Mahsa Amini, jovem curda de 22 anos, foi presa numa movimentada rua de Teerão a 13 de Setembro de 2022, pelas mãos de um agente da “polícia da moralidade” – braço armado do regime de Ali Khamenei. A razão prendia-se com o alegado uso impróprio do véu islâmico, o hijab. Ao irmão da Mahsa, foi-lhe informado de que ela seria liberta depois de um período de “re-educação.” Tal nunca aconteceu. Mahsa deu entrada no hospital três dias depois, em morte cerebral, onde viria a falecer a 16 de setembro. Várias testemunhas afirmam ter visto os agentes policiais a espancá-la na carrinha no momento da detenção.

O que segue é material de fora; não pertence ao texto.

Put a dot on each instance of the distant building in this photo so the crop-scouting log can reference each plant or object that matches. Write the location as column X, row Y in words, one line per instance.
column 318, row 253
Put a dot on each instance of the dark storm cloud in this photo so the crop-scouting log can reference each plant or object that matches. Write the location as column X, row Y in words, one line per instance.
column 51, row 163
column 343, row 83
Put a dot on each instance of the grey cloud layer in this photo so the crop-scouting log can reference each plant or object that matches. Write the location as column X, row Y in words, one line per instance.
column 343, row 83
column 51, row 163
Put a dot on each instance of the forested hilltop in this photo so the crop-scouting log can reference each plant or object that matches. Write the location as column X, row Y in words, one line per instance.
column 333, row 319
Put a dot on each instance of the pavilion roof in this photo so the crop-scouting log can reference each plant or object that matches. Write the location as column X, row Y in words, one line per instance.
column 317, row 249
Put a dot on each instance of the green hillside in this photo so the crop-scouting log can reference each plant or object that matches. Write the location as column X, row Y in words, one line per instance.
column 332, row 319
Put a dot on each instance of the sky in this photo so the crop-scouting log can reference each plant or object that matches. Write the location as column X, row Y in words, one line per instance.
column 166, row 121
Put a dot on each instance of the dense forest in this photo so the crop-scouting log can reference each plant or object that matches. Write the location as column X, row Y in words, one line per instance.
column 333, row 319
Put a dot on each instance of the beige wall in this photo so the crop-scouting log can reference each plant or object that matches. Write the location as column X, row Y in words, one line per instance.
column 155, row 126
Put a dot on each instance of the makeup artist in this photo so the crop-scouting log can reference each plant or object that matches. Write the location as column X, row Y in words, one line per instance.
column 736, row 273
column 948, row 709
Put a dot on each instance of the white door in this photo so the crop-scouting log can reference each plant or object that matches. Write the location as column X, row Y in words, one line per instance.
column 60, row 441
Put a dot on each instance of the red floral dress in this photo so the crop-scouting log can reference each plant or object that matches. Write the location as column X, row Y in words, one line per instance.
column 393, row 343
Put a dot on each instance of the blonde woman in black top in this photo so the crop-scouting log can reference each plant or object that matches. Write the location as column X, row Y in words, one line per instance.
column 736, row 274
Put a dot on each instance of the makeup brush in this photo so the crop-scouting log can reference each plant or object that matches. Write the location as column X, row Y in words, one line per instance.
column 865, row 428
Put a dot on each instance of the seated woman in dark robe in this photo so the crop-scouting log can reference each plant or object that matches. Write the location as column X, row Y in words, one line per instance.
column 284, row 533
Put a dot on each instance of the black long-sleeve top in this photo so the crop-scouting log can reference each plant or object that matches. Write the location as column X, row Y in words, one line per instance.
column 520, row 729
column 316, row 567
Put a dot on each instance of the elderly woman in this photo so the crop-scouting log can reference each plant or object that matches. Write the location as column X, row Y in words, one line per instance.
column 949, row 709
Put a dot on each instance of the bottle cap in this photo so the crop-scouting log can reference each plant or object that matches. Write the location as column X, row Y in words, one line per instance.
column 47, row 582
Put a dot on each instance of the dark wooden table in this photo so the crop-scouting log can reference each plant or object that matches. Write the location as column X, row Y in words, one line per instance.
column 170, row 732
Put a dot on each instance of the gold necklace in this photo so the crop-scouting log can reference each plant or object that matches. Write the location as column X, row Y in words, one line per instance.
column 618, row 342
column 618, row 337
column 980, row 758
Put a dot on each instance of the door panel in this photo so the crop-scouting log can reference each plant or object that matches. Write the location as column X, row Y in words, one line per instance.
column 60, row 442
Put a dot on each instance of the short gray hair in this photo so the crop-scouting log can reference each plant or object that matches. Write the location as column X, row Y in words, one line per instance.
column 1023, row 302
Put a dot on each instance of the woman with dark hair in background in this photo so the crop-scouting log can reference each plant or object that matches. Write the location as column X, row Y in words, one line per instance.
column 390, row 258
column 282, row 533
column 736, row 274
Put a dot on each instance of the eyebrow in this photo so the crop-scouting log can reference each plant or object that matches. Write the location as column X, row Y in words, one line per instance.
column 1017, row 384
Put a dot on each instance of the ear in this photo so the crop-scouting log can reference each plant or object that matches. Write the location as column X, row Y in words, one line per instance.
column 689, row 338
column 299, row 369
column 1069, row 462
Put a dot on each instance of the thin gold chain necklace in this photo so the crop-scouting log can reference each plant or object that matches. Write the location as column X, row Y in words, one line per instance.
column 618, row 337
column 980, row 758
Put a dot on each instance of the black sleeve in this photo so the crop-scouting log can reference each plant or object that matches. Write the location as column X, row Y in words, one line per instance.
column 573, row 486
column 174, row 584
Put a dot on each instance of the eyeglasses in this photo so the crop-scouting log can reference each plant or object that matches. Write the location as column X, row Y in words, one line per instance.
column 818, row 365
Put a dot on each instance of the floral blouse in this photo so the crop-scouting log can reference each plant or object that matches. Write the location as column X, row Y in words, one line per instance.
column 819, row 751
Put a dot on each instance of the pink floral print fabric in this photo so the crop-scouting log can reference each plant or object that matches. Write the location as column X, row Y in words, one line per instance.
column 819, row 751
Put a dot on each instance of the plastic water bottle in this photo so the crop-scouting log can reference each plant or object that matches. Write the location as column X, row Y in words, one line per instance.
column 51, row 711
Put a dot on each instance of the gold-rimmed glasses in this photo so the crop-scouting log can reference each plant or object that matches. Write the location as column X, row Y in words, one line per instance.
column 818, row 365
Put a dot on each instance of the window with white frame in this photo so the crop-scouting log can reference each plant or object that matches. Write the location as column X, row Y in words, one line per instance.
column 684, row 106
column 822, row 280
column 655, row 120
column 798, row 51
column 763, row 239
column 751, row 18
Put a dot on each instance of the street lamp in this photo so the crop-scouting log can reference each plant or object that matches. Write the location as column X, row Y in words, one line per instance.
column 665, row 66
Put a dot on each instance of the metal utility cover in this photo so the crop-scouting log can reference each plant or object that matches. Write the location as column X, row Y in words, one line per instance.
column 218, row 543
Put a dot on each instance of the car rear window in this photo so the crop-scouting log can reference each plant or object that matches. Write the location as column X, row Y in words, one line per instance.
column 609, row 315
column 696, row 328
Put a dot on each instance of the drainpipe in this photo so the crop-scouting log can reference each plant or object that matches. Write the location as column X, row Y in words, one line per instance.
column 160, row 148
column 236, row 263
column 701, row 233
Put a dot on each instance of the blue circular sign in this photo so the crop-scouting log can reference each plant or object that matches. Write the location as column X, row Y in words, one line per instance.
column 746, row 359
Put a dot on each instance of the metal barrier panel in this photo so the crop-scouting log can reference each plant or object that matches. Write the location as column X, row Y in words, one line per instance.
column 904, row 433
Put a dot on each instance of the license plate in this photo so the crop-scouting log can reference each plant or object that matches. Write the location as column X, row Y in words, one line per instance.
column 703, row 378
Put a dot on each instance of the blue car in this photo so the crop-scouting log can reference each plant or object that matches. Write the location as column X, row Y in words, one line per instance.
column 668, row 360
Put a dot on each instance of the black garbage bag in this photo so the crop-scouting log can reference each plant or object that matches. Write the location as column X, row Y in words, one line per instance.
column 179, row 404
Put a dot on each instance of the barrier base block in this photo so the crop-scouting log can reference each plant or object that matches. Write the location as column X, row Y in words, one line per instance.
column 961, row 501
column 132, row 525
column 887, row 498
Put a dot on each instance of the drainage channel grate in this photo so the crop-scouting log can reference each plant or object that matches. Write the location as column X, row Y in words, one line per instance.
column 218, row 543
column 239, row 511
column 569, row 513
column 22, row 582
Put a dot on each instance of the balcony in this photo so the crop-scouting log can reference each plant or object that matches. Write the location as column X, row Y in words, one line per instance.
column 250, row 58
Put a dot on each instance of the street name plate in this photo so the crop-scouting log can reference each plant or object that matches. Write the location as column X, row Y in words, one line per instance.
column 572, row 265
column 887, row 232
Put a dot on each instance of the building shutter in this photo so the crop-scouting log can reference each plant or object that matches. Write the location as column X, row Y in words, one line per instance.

Seguiram-se dias intensos de protestos que estão longe de terminar. A verdade é que a morte da Amini desencadeou uma revolta que há muito se avizinhava. Embora por lei, desde 1979, a utilização do hijab seja obrigatória em público, na prática a medida não foi imposta nas ruas até recentemente quando, em 2021, o presidente Ebrahim Raisi assumiu o poder. Desde então, assistimos a um novo e implacável ataque às liberdades das mulheres, com a imposição de novas restrições que limitam ainda mais a sua presença no espaço público.

Os protestos, encabeçados e dirigidos por milhares de mulheres, demonstram a inabalável coragem, resiliência e fervor do movimento de emancipação das mulheres e da sua luta coletiva. As imagens que nos vão chegando, de hijabs queimados, gritos de liberdade e cartazes adornados que não deixam esquecer o nome de Mahsa, relembram-nos a todas e a todos do longo caminho a percorrer – e de quem o trilhará connosco. De mãos dadas, filhas, mães, avós e desconhecidas reivindicam juntas a vida de liberdade que lhes foi negada, renunciam a prisão ao lar e ao espaço privado, ocupando centenas de ruas por todo o país.

As limitações impostas sobre a presença de mulheres no domínio público, desde restrições sobre as suas vestimentas e aspeto físico, limitações concretas para o período menstrual, ou a imposição de um acompanhante (homem, frequentemente da mais próxima relação de parentesco), entre tantas outras, são, historicamente, ferramentas patriarcais de controlo das liberdades das mulheres e das raparigas, frequentemente associadas a práticas sexistas e perceções misóginas de “sujidade” e “impureza.” Servem o propósito da sustentação das relações desiguais de poder entre mulheres e homens e da discriminação com base no sexo, em clara violação dos direitos humanos das mulheres e das raparigas.

A Plataforma Portuguesa para os Direitos das Mulheres, e as diversas e numerosas mulheres que a compõem, manifestam a sua plena solidariedade com as mulheres e raparigas do Irão.